Letting Go of Spiritual Pressure in Your Relationship
Even when we deeply love our partner, the urge to get them to meditate can quietly turn into pressure. Discover how releasing that pressure—and accepting different spiritual paths—can actually create more space, connection, and freedom in the relationship.
After teaching meditation for over a decade, there’s one question I hear more than any other from people in relationships:
How do I get my partner to meditate?
My answer usually surprises them.
Stop trying.
That urge to help—however sincere—is often the very thing that makes a meditation practice feel distant or impossible. What we think of as encouragement can quietly turn into pressure. And pressure, even gentle pressure, subtly reshapes a relationship.
Pressure Doesn’t Require Inequality
I spent six years in a Zen monastery and have logged thousands of hours on the cushion. My partner, devon, has done years of intensive retreat practice as well: long silent retreats, deep concentration training—the kind of practice that allows someone to sit for hours without moving. Her practice is deep, disciplined, and long-standing.
And still I thought I knew better than she did about what her practice should look like.
Even between two experienced practitioners, pressure can creep in. Not because one person is less devoted, but because intimacy creates a strange illusion of authority. We start to believe that loving someone gives us special insight into how they should grow.
Devon would sometimes skip morning sitting, and I’d feel a flicker of disappointment. She’d choose journaling over the cushion, and some part of me would think, But meditation is better. I didn’t need to say much. The pressure lived in my tone, my timing, my quiet expectations.

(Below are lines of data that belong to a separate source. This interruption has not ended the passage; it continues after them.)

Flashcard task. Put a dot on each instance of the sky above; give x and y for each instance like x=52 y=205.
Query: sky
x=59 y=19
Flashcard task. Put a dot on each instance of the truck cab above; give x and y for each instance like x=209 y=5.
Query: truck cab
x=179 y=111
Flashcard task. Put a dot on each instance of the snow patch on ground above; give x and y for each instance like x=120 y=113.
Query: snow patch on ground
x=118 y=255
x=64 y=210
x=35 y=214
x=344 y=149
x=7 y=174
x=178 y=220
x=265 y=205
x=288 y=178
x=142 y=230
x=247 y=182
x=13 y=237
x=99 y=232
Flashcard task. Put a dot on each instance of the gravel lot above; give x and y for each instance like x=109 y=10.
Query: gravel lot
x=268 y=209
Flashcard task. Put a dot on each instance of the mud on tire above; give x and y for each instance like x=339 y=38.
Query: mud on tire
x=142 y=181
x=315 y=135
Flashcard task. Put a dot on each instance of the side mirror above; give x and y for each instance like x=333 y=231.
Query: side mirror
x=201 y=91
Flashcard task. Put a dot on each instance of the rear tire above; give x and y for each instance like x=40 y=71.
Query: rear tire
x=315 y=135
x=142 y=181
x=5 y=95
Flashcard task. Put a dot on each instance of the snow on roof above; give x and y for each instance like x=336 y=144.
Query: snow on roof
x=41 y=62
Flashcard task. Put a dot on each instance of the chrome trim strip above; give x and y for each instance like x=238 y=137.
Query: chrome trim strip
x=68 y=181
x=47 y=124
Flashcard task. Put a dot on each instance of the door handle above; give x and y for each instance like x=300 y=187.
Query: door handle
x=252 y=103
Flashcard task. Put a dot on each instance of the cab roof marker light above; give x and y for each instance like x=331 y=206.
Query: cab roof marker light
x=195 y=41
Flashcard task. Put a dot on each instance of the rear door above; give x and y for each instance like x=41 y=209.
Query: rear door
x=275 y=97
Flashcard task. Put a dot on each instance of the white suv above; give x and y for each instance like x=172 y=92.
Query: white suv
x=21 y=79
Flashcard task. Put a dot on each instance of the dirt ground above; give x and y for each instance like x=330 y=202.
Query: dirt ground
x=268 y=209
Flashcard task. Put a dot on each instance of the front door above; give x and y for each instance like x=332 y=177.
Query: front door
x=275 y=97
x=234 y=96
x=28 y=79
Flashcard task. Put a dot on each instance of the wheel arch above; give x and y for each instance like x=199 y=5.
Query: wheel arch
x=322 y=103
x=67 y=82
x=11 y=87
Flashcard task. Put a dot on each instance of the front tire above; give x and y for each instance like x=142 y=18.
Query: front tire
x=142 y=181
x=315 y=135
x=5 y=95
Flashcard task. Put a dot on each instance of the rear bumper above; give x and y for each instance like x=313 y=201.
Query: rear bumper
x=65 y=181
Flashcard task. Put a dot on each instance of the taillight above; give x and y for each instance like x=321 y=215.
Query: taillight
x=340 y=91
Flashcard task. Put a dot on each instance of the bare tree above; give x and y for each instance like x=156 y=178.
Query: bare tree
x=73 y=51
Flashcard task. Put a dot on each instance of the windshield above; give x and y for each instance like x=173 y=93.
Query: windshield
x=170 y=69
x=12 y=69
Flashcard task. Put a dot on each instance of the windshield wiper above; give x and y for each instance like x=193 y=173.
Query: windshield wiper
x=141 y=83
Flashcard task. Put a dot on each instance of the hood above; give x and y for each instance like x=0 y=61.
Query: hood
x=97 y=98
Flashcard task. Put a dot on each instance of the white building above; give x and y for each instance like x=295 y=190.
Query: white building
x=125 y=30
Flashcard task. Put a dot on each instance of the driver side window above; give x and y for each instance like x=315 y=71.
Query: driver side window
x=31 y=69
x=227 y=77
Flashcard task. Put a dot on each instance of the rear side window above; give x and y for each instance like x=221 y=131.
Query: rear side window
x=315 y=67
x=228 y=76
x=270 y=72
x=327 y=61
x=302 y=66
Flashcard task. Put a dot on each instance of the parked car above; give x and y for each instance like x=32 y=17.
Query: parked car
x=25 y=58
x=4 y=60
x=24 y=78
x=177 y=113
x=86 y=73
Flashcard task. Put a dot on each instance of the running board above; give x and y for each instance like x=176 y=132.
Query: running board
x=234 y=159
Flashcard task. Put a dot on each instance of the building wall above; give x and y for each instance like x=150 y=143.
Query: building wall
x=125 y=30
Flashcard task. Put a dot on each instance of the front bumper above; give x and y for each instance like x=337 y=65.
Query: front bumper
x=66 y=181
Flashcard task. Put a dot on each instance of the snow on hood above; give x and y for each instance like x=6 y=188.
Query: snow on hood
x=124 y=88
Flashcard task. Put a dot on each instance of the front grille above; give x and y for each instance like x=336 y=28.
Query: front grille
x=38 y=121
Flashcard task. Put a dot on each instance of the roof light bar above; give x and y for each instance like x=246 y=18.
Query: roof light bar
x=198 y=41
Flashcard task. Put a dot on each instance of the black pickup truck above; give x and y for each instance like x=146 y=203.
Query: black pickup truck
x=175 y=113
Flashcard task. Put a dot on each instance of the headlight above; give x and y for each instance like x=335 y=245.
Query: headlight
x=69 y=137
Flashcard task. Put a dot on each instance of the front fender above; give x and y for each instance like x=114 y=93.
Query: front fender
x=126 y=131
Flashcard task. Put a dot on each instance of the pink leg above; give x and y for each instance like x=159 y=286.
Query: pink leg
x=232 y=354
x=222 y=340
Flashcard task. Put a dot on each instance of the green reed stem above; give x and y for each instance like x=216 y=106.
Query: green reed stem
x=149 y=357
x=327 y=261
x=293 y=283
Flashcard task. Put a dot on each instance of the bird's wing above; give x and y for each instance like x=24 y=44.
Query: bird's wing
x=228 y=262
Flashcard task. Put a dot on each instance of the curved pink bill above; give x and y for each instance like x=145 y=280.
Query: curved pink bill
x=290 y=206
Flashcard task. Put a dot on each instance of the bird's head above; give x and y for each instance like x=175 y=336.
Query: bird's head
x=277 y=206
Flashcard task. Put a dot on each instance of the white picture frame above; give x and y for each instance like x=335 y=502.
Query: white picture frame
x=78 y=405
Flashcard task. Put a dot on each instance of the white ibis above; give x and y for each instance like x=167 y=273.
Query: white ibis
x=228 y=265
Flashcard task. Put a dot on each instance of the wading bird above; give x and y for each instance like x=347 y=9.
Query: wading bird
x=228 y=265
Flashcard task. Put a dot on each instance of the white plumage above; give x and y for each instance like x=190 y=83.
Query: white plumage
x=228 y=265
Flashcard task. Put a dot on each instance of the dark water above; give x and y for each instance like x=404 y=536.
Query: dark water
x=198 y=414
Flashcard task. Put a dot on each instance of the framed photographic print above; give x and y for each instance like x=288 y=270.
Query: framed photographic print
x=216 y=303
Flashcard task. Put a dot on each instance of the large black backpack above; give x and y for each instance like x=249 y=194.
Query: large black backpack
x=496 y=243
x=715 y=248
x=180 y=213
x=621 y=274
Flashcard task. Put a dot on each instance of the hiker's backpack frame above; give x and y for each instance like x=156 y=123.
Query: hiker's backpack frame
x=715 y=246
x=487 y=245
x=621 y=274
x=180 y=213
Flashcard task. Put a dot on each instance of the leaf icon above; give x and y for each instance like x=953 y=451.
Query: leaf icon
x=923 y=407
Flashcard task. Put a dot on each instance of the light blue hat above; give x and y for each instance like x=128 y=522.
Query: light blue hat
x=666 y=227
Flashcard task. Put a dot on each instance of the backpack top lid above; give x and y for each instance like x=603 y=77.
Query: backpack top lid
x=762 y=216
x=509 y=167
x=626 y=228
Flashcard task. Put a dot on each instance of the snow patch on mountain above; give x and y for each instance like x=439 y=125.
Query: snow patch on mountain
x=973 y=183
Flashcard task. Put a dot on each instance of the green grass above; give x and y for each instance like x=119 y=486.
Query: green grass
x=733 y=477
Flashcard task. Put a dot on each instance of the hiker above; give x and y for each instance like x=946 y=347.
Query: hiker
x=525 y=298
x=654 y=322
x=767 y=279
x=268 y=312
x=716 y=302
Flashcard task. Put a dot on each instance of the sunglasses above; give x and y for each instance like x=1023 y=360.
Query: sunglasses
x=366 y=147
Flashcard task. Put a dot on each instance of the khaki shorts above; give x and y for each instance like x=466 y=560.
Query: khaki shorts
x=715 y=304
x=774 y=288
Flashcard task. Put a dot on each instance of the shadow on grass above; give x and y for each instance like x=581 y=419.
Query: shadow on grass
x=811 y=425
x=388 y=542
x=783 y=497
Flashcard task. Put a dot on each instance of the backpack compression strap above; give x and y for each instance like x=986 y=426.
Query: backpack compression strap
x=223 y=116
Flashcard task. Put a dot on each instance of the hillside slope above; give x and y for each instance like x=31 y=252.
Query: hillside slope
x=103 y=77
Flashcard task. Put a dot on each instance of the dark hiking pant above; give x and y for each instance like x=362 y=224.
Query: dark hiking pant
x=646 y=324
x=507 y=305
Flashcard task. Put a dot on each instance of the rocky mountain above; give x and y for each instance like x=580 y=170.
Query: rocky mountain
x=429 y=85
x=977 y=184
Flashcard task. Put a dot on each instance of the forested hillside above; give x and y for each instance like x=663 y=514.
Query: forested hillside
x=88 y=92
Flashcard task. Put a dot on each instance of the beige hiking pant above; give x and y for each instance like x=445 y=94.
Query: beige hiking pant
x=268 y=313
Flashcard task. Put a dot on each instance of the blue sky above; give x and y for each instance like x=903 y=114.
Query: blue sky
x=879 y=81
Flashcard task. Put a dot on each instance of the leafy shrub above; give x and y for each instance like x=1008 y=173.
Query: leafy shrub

One morning, after I’d made yet another comment about the benefits of daily practice, devon looked at me and said, “I can feel you managing my practice. It doesn’t make me want to meditate.”
That landed like a brick.
What I thought was support was actually management—quiet, well-intended, and corrosive.
When Practice Becomes Something Else
I’ve watched this dynamic play out again and again with people I work with.
One partner has a form of practice that brings clarity and relief. The other has a different doorway into depth. Both are sincere. Both are real. And still, comparison sneaks in.
Sometimes the pressure is obvious: You should really try this.
More often, it’s quieter—a pause when practice is skipped, a comparison to other “spiritual couples,” an unspoken hope that the relationship would feel easier if the other person just practiced more.
The partner on the receiving end feels it immediately.
Practice stops being about curiosity and starts becoming a performance. Meditation turns into something you do to reassure your partner, or to avoid disappointment, or to keep the peace. The very thing meant to cultivate freedom begins to feel like another place to fail.
Separate Paths, Shared Ground
One of the core insights of Buddhist practice is that no one can walk for us. Each person discovers their path from the inside. Even when we love someone deeply, their inner life isn’t ours to manage.
I had to learn this the hard way.
Devon’s practice looks different from mine. It’s more retreat-based and inquiry-focused, shaped by relational work, writing, and community rather than daily sitting. When I stopped measuring her path against my own, the pressure dissolved—not because anything changed in her practice, but because I stopped needing for it to look like mine.
Letting go didn’t mean differences stopped mattering. It meant the relationship had room again.
Releasing Spiritual Pressure: A Small Practice
For the next week, notice when you feel the impulse to encourage, suggest, or hint about your partner’s practice.
Don’t act on it. Just notice.
Where does that impulse live in your body? Is it tight? Anxious? Urgent? What’s underneath it: loneliness in your own practice, fear of growing apart, the wish to share something meaningful?
After observing these impulses, take that same energy and turn it back toward what you can actually tend: your own path. Sit a few minutes longer. Take a quiet walk. Write what’s true.
Watch what shifts when you stop carrying responsibility for someone else’s inner life.
The Invitation That Remains
After nearly two decades together, devon and I find ourselves often practicing side by side. Not because I convinced her to embrace my process, but because I stopped trying to manage her growth and returned to my own.
Long before our partners join us on the cushion—if they ever do—they feel our practice elsewhere: in how we listen, how we repair after conflict, how we stay when things are uncomfortable.
That’s an invitation most people can gladly accept.
And it doesn’t require anyone to meditate at all.